A medida, aprovada na Câmara e pendente de análise no Senado, destina crédito a empresas que tenham tido, em 2019, receita bruta entre R$ 360 mil e R$ 300 milhões. De acordo com o texto, a União vai aumentar em até R$ 20 bilhões a participação no Fundo Garantidor para Investimentos (FGI), operado pelo Banco Nacional de Desenvolvimento Econômico e Social (BNDES), exclusivamente para a cobertura das operações contratadas no âmbito do Peac. Até o fim do ano, serão disponibilizados cerca de R$ 20 bilhões, dividido em quatro parcelas.
Além dessa modalidade com garantia do governo, o relator da MP 975 na Câmara, deputado Efraim Filho (DEM-PB), incluiu o Peac-Maquininha, que usará como garantia o faturamento futuro de vendas feitas por meio das máquinas de cartões de crédito.

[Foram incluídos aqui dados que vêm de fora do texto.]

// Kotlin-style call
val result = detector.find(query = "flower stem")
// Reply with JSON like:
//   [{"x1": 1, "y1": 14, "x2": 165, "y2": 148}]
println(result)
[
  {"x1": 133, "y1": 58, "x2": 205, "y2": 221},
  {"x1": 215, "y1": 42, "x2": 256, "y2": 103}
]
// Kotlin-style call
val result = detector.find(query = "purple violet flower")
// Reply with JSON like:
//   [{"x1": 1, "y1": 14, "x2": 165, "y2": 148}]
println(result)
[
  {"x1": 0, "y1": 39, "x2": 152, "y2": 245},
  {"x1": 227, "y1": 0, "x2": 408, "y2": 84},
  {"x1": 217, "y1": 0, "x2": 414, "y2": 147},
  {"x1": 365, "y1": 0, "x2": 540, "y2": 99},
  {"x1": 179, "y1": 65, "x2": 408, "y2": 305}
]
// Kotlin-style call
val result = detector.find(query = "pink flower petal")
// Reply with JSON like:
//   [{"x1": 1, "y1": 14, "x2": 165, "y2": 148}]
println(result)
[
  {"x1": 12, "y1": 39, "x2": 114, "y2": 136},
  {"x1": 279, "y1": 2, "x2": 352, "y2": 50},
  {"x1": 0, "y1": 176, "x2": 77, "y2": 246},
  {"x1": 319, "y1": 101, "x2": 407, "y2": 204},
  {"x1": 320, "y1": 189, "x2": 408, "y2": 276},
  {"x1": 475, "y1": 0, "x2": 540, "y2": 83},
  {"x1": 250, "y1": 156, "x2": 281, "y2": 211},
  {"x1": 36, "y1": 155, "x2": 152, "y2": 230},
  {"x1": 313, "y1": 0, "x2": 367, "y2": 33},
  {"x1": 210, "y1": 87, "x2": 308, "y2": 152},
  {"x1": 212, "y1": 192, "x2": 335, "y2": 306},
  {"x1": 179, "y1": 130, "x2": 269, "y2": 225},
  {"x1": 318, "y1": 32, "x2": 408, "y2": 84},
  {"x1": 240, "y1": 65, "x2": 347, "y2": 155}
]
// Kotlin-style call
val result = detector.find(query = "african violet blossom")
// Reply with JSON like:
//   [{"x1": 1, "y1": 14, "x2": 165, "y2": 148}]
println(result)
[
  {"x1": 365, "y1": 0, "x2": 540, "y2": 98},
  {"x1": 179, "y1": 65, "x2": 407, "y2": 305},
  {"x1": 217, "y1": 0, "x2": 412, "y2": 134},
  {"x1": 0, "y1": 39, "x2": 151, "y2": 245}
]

O limite, segundo o texto, é de R$ 50 mil. Efraim garantiu, em seu parecer, mais R$ 10 bilhões para ajuda emergencial a microempreendedores individuais, micro e pequenas empresas e associações e cooperativas por meio dessa linha de crédito.

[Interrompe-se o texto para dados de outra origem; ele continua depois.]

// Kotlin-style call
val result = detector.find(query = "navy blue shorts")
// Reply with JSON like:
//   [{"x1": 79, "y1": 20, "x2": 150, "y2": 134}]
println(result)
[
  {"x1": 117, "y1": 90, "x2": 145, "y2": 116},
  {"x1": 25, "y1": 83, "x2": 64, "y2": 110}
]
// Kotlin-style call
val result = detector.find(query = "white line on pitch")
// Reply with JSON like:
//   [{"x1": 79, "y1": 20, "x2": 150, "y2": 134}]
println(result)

Para Aline Gurgel, essa modalidade vai beneficiar quem mais emprega no Amapá. “No meu estado, tem 18,5 mil microempresas, sendo que cerca de 13,9 mil atuam nos segmentos mais vulneráveis. Se algum microempresário estava tendo dificuldade para levantar empréstimo através do Pronampe, por algum motivo, essa lei já vai facilitar exatamente pelo fato da União oferecer as garantias. Em um estado pequeno como o nosso, as microempresas são que ofertam mais oportunidades de emprego”, aponta a parlamentar.